JEDDAH, KOMPAS.com - Teriknya matahari di Tanah Suci ternyata tidak menjamin jemaah haji terbebas dari risiko kekurangan vitamin D. Penggunaan alat pelindung dari panas yang wajib dipakai justru membuat tubuh kesulitan memproduksi vitamin ini secara alami.
Lantas apa yang harus dilakukan?
Dokter dari Sektor 1 Daerah Kerja (Daker) Bandara, dr Muhammad Fathi Banna Al Faruqi, mengingatkan para jemaah.
"Penggunaan payung, tabir surya, dan pakaian tertutup adalah keharusan untuk menghindari heat stroke, namun hal ini menghalangi kulit memproduksi vitamin D secara mandiri.

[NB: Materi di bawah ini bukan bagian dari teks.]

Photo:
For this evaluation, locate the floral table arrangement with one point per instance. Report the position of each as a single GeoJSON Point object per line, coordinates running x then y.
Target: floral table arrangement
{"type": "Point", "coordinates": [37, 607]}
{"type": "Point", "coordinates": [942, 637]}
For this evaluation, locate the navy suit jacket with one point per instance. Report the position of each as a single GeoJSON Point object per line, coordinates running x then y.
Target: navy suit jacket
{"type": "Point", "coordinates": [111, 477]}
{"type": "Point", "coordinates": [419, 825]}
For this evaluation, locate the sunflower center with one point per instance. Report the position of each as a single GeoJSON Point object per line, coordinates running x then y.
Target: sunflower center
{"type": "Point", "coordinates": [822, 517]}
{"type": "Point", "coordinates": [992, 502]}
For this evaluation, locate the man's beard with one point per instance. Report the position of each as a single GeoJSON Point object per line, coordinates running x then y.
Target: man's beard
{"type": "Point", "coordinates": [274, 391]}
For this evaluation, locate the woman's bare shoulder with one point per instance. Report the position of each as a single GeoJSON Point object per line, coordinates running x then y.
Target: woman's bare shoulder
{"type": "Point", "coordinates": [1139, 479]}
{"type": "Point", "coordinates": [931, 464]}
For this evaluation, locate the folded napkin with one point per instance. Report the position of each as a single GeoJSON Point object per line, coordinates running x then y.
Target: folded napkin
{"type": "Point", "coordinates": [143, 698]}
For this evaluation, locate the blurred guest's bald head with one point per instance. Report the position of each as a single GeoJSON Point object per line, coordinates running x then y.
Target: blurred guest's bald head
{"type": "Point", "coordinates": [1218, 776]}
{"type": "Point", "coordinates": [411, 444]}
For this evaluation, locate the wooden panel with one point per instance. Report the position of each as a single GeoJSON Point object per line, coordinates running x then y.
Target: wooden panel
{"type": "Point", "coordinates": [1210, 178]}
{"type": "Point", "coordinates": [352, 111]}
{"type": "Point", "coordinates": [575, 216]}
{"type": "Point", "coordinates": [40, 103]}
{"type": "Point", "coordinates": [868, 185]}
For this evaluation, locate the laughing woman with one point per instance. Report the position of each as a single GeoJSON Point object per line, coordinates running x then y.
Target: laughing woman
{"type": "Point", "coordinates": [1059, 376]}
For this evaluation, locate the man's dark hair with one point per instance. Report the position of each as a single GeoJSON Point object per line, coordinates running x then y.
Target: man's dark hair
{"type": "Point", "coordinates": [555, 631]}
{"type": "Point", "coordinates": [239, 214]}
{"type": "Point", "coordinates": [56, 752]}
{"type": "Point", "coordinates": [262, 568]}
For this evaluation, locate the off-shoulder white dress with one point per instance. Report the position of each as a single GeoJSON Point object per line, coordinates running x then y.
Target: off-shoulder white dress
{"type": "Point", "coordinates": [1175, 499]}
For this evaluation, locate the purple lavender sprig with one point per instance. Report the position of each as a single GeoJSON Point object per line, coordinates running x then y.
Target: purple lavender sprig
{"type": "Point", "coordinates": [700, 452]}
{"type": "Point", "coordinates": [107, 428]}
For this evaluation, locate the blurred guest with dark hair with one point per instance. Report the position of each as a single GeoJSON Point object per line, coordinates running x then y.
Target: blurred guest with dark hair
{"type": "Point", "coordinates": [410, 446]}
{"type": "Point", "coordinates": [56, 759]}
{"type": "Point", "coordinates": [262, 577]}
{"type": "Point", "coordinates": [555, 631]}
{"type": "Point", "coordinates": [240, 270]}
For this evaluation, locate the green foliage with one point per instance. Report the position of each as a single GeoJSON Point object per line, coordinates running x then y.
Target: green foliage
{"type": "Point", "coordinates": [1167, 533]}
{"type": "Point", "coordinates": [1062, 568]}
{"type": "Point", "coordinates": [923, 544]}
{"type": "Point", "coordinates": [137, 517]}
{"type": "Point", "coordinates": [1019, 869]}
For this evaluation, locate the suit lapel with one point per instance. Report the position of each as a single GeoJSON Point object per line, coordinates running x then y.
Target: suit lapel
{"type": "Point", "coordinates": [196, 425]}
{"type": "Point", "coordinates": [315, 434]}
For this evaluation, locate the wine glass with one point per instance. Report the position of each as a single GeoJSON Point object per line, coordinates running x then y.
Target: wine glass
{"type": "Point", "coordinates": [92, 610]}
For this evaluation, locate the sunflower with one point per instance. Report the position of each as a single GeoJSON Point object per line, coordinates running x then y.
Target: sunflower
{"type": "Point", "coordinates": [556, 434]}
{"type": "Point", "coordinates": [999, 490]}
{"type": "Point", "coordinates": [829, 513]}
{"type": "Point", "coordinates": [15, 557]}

Padahal, vitamin D adalah "dirigen" bagi sistem imun dan kekuatan fisik," ujar dr Fathi, Sabtu (16/5/2026).
Baca juga: Rendang hingga Soto Disiapkan untuk Jemaah Selama Puncak Ibadah Haji
Kebutuhan vitamin D pada tubuh jemaah sangatlah krusial untuk membangun benteng pertahanan terhadap infeksi.

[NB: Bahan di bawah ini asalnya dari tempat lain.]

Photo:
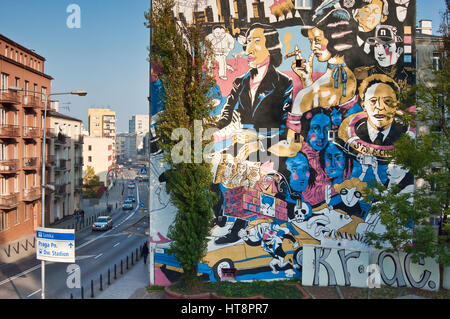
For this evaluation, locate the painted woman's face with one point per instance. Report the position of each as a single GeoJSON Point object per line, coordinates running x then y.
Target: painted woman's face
{"type": "Point", "coordinates": [334, 161]}
{"type": "Point", "coordinates": [299, 168]}
{"type": "Point", "coordinates": [319, 44]}
{"type": "Point", "coordinates": [370, 15]}
{"type": "Point", "coordinates": [318, 132]}
{"type": "Point", "coordinates": [256, 48]}
{"type": "Point", "coordinates": [350, 196]}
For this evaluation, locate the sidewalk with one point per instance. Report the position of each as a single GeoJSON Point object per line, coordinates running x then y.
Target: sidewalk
{"type": "Point", "coordinates": [25, 247]}
{"type": "Point", "coordinates": [131, 285]}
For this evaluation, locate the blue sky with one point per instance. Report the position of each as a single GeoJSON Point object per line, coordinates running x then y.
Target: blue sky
{"type": "Point", "coordinates": [107, 55]}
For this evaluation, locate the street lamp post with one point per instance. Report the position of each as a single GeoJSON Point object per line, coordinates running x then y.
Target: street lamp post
{"type": "Point", "coordinates": [79, 93]}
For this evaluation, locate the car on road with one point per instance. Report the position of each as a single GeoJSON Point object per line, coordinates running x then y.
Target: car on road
{"type": "Point", "coordinates": [127, 205]}
{"type": "Point", "coordinates": [103, 223]}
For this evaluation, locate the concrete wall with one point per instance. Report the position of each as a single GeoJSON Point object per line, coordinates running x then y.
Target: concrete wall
{"type": "Point", "coordinates": [302, 96]}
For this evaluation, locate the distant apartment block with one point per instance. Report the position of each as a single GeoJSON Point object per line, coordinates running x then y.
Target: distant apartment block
{"type": "Point", "coordinates": [126, 146]}
{"type": "Point", "coordinates": [98, 153]}
{"type": "Point", "coordinates": [139, 124]}
{"type": "Point", "coordinates": [66, 162]}
{"type": "Point", "coordinates": [21, 128]}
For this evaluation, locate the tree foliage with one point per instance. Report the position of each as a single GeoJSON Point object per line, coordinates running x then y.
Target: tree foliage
{"type": "Point", "coordinates": [406, 216]}
{"type": "Point", "coordinates": [181, 54]}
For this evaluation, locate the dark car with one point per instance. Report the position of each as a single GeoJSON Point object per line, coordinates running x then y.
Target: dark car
{"type": "Point", "coordinates": [127, 204]}
{"type": "Point", "coordinates": [103, 223]}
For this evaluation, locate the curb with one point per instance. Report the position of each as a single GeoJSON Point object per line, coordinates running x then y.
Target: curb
{"type": "Point", "coordinates": [212, 295]}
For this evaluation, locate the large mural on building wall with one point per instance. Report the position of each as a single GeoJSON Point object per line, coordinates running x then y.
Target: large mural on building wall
{"type": "Point", "coordinates": [306, 107]}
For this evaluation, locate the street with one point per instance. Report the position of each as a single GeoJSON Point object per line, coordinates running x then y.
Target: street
{"type": "Point", "coordinates": [96, 252]}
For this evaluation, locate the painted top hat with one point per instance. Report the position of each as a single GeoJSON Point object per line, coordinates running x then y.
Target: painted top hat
{"type": "Point", "coordinates": [384, 34]}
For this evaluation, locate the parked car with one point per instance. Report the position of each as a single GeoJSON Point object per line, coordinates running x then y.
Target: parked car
{"type": "Point", "coordinates": [103, 223]}
{"type": "Point", "coordinates": [127, 205]}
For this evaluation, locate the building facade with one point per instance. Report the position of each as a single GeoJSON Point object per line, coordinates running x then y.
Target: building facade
{"type": "Point", "coordinates": [102, 122]}
{"type": "Point", "coordinates": [98, 153]}
{"type": "Point", "coordinates": [21, 124]}
{"type": "Point", "coordinates": [65, 160]}
{"type": "Point", "coordinates": [306, 106]}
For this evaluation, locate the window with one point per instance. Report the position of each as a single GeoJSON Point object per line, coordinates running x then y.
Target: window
{"type": "Point", "coordinates": [304, 4]}
{"type": "Point", "coordinates": [4, 81]}
{"type": "Point", "coordinates": [3, 221]}
{"type": "Point", "coordinates": [16, 217]}
{"type": "Point", "coordinates": [26, 214]}
{"type": "Point", "coordinates": [43, 91]}
{"type": "Point", "coordinates": [437, 65]}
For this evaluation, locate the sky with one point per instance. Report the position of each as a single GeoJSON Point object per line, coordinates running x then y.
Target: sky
{"type": "Point", "coordinates": [107, 54]}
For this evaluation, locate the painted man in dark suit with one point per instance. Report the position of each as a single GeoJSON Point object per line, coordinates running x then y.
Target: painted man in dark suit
{"type": "Point", "coordinates": [262, 96]}
{"type": "Point", "coordinates": [378, 95]}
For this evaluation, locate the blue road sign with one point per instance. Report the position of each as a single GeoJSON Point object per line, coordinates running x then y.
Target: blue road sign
{"type": "Point", "coordinates": [55, 244]}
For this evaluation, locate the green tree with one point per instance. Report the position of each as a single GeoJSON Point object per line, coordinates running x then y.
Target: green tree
{"type": "Point", "coordinates": [181, 53]}
{"type": "Point", "coordinates": [406, 216]}
{"type": "Point", "coordinates": [91, 183]}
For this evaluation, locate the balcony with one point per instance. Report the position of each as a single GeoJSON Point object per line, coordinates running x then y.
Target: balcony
{"type": "Point", "coordinates": [78, 139]}
{"type": "Point", "coordinates": [30, 162]}
{"type": "Point", "coordinates": [61, 139]}
{"type": "Point", "coordinates": [50, 160]}
{"type": "Point", "coordinates": [31, 132]}
{"type": "Point", "coordinates": [9, 166]}
{"type": "Point", "coordinates": [31, 194]}
{"type": "Point", "coordinates": [78, 161]}
{"type": "Point", "coordinates": [50, 133]}
{"type": "Point", "coordinates": [9, 97]}
{"type": "Point", "coordinates": [62, 189]}
{"type": "Point", "coordinates": [64, 165]}
{"type": "Point", "coordinates": [8, 201]}
{"type": "Point", "coordinates": [9, 131]}
{"type": "Point", "coordinates": [31, 101]}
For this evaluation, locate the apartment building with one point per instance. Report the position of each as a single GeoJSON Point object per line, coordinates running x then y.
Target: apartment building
{"type": "Point", "coordinates": [139, 124]}
{"type": "Point", "coordinates": [21, 124]}
{"type": "Point", "coordinates": [65, 161]}
{"type": "Point", "coordinates": [98, 153]}
{"type": "Point", "coordinates": [102, 122]}
{"type": "Point", "coordinates": [126, 149]}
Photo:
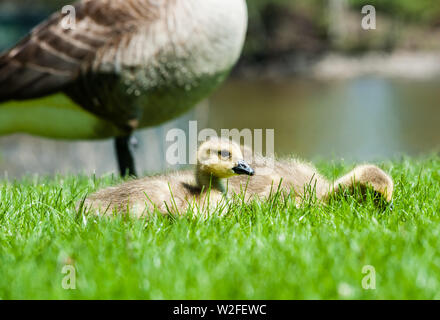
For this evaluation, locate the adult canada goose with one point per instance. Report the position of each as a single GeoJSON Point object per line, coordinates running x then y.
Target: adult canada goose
{"type": "Point", "coordinates": [127, 64]}
{"type": "Point", "coordinates": [217, 159]}
{"type": "Point", "coordinates": [302, 178]}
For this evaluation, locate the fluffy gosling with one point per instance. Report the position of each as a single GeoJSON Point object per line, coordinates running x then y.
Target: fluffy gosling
{"type": "Point", "coordinates": [217, 159]}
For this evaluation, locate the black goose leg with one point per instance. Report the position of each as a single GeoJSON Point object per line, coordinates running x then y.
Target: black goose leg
{"type": "Point", "coordinates": [124, 153]}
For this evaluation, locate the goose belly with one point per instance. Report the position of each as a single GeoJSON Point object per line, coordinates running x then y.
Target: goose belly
{"type": "Point", "coordinates": [161, 73]}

Nutrisi ini berfungsi mencegah penularan batuk dan pilek di tengah kerumunan, serta mampu meredam peradangan agar gejalanya tidak menjadi berat.
Selain urusan imunitas, kelancaran ibadah haji juga sangat bergantung pada kekuatan kaki yang ditunjang oleh penyerapan kalsium secara maksimal berkat vitamin D.
"Vitamin D membantu penyerapan kalsium agar tulang tidak mudah linu, nyeri, atau rapuh saat harus berjalan jauh untuk thawaf, sa'i dan perpindahan lainnya," jelasnya.
Meskipun manfaatnya sangat besar, cara mengonsumsi suplemen vitamin D tidak boleh sembarangan.
Karena sifatnya yang larut dalam lemak, suplemen ini harus diminum bersama atau setelah makan besar.
Pemilihan waktu juga sangat penting.
Vitamin D tidak disarankan untuk dikonsumsi pada malam hari karena dapat mengganggu kerja melatonin di otak yang berujung pada sulitnya tidur dan menurunnya kualitas istirahat jemaah.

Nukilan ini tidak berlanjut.